Successful health care reform will require more than material changes. According to a Yahoo News article, the uninsured population have not shown "collective power" or organized a united front against universal coverage opponents. If the constituency does not vocalize their opinions, lawmakers will be dissuaded by the cost of universal health care without factoring in the need for it. Not only do uninsured citizens not mobilize or lobby, most of the uninsured population is not represented in elections. "In the last election, only 10 percent of registered voters said they were uninsured." Historically, politicians respond to the needs of constituents that will help them secure reelection. If the uninsured population does not exercise the right to vote, politicians will be less receptive to their plight. There are several reasons why the uninsured do not show "collective power." First, many believe that being uninsured is a personal problem. Those with the misfortune of losing health coverage "often struggle alone instead of turning their frustration into political action." Second, many uninsured individuals are too busy trying to stay afloat and do not have the time or resources to mobilize politically. Third, research suggests that most uninsured middle class Americans will eventually find some medical coverage within several months. Therefore, the uninsured population does not have time to politically mobilize. Until all uninsured citizens become active in the political sphere, some grass-roots groups are lobbying in Washington for guaranteed coverage. However, those represented are typically insured and do not share the same plight as uninsured citizens.

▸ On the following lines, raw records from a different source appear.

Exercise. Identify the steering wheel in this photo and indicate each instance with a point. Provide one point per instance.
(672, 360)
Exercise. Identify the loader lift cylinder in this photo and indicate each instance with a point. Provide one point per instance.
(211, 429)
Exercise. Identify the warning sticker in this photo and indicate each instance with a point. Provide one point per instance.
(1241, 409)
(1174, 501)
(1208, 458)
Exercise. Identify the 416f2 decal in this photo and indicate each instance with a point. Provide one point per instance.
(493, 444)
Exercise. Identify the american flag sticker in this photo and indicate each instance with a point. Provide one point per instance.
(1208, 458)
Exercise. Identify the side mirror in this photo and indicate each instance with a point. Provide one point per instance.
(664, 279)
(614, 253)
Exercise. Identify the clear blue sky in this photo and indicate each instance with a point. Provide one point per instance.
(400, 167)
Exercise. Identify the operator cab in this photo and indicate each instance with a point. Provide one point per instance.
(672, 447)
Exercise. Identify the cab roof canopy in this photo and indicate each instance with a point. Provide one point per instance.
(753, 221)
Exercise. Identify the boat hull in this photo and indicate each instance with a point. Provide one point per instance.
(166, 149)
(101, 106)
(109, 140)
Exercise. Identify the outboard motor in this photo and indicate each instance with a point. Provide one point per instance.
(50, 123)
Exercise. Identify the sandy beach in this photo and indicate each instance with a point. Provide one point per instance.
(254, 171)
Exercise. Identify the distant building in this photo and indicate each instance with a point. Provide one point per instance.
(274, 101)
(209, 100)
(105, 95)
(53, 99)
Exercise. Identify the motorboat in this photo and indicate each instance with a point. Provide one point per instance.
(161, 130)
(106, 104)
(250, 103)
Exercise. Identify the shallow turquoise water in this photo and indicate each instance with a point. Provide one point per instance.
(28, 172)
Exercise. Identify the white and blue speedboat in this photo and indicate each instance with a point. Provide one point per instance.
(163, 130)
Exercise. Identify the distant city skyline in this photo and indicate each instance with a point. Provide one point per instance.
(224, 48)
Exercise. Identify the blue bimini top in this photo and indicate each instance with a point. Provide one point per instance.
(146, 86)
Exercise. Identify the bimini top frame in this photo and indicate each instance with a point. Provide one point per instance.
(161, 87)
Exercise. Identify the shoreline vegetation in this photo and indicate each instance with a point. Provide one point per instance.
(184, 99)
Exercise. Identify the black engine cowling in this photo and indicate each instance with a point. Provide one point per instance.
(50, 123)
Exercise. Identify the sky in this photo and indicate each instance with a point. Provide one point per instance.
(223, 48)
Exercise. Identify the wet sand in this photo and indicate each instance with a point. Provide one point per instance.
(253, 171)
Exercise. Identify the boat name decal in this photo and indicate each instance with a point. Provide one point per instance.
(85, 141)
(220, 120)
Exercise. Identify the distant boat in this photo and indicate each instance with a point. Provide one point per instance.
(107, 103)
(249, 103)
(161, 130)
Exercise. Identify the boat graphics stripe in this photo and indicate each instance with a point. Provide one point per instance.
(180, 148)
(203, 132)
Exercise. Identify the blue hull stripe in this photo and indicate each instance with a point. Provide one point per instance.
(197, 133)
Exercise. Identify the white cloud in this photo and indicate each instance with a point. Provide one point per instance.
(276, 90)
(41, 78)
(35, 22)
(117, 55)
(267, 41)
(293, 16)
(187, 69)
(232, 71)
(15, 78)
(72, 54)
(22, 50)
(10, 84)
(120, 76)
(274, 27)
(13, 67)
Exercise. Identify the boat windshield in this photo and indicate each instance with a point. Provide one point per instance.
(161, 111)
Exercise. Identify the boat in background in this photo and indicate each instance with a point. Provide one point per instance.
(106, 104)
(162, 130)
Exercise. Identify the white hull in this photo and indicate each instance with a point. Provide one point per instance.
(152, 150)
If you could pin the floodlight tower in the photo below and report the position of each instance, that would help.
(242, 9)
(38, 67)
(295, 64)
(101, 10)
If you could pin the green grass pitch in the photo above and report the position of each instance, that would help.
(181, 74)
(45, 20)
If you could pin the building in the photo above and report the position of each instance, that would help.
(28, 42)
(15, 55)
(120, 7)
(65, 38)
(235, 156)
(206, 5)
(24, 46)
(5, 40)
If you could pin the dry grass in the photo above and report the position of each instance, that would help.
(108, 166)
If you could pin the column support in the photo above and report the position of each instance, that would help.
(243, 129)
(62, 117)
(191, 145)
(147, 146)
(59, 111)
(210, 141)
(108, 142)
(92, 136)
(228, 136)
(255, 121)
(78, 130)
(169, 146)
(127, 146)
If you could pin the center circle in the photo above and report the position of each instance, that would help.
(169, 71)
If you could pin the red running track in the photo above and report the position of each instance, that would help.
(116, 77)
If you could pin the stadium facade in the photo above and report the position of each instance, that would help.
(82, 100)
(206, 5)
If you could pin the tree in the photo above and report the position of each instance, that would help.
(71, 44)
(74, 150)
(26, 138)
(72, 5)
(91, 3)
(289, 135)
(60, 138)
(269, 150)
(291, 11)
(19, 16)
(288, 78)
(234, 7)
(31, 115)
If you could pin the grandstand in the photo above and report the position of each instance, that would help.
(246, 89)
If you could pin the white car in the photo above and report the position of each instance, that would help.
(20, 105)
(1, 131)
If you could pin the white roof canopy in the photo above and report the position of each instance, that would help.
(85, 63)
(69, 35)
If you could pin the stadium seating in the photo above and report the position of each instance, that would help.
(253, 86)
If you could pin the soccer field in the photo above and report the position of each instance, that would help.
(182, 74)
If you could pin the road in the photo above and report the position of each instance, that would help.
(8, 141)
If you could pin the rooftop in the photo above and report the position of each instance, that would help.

Based on readings from the book, I understand that most citizens are not active in politics, particularly those that cannot afford to. If any progress is to made towards universal coverage, the uninsured population will have to vocalize their plight. I also agree with Gephardt regarding incremental steps. At this point, universal health care will only come to fruition if the idea is introduced gradually. I am hopeful that some of these changes will occur under the Obama administration.